The Quantum Enigma is the sixth studio album by Dutch symphonic metal band Epica. It was released by Nuclear Blast in Europe on 2 May 2014, in the UK on 5 May, and in the US on 6 May. It is their first studio album with new bassist Rob van der Loo, who replaced Yves Huts in 2012.

The album produced two singles: "The Essence of Silence" (released on 17 March 2014) and "Unchain Utopia" (released on 4 April 2014).

Professional ratings
Review scores
| Source | Rating |
| About.com | Star |
| Exclaim! | 7/10 |
| Metal.de | Star |
| Metal Hammer | Star |
| Metal Storm | 8.0/10 |
| Metal Temple | Star |
| Ultimate Guitar Archive | 8.3/10 |

== Background and recording ==
After taking a break from the road due to the pregnancy of lead singer Simone Simons and the release of a new concert DVD, Retrospect the band started writing and recording of their sixth album. The album was produced by former After Forever keyboard player Joost van den Broek, recorded at Sandlane Recording Facilities in The Netherlands and mixed by Jacob Hansen. Simons went into the studio, when her son, Vincent, was only eight weeks old. "It was quite stressful for me. I was still breastfeeding, so I was mentally and physically exhausted, like the walking dead pretty much. And singing is very physically demanding. I had a strong schedule of ten days, every day for a couple of hours. We had a very regular schedule together with Joost [van den Broek, producer] and it was super-efficient. I was breast feeding and eating at the same time. Isaac, my mum and my husband would take turns in taking care of Vincent" explained Simons and added: "Of course, I write half the lyrics, Mark [Jansen] writes half the lyrics, and we have to know what we are writing about in order to get into that role, but we’ve been working together for so long so we kind of get each other’s brains, and a big change for me has been pregnancy; it transformed my voice, gave it more dimension. It has a new emotion that wasn’t there before."

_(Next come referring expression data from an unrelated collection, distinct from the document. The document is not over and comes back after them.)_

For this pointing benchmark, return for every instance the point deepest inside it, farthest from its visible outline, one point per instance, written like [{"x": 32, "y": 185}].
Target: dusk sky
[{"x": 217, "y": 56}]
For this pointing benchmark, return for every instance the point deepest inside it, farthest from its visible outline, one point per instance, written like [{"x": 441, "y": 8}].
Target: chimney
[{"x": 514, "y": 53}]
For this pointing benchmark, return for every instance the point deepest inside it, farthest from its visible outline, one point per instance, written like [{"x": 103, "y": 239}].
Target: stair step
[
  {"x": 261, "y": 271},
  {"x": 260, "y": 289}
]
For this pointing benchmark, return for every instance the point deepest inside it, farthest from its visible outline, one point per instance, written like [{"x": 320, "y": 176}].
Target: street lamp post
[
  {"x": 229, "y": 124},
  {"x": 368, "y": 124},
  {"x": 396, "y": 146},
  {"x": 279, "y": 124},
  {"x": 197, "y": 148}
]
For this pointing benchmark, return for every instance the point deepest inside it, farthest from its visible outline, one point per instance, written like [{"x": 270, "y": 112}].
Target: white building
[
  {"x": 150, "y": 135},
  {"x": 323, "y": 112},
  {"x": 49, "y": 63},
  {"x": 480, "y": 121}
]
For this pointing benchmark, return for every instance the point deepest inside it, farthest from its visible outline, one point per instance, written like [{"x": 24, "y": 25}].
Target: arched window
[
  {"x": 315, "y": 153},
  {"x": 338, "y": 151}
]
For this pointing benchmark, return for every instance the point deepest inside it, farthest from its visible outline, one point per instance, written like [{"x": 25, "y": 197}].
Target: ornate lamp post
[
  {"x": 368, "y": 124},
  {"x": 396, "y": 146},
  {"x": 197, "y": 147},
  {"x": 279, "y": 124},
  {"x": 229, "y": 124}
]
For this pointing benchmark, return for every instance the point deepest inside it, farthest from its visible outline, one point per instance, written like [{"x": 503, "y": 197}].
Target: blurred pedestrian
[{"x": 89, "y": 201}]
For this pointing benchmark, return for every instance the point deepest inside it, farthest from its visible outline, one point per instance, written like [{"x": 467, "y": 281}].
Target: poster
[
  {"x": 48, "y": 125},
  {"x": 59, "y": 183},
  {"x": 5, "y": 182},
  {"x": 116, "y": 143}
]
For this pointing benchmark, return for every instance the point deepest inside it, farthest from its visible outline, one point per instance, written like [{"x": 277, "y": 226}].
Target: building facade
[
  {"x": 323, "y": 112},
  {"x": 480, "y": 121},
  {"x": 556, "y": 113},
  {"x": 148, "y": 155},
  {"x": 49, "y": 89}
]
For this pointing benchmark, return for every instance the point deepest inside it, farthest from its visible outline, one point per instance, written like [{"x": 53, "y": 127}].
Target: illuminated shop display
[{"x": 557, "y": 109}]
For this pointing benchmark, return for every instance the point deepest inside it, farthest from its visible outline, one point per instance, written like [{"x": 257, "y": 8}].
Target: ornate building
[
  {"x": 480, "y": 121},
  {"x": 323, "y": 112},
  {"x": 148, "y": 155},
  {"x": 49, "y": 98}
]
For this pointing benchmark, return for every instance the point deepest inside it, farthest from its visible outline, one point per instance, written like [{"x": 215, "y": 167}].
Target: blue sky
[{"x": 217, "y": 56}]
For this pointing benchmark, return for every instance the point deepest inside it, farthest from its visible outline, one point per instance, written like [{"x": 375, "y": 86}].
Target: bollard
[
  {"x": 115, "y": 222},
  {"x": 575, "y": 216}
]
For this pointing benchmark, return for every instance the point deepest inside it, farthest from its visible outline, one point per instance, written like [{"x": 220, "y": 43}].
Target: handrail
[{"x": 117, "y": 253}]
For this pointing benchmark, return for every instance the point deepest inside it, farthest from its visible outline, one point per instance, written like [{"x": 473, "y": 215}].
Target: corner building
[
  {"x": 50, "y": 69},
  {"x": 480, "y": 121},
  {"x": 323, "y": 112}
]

In an interview with LiveReviewer, Epica guitarist Isaac Delahaye stated about the making of The Quantum Enigma: "It was very much our intention to really make songs. It was because we started with putting a lot of effort into the basics and we gave a lot of attention to the band part, more so than before. And, of course, Jacob Hansen mixed it and he knows how to do these things. We tried out several people and had them do a test mix of certain songs and he came out on top. It's become a heavy album, yet all the details are there. Previously, we used to go to the studio, tune our stuff and then we recorded an album. This time we did a long pre-production in the studio and we got to check out a lot of different combinations of amps and then we could record it. Previously, we just did everything in our home studios and sent each other the parts. And after that we would go into the studio and that's it. But now we sat down together and discussed a lot more, it was more of a band effort. It was working together, rather than reacting. Everyone brought songs to the table, which was very cool. With the previous album, it was mostly Mark, Coen and me writing a lot. And now even Ariën joined in and that made it all feel refreshing. It's odd to say, but it's kind of a new beginning."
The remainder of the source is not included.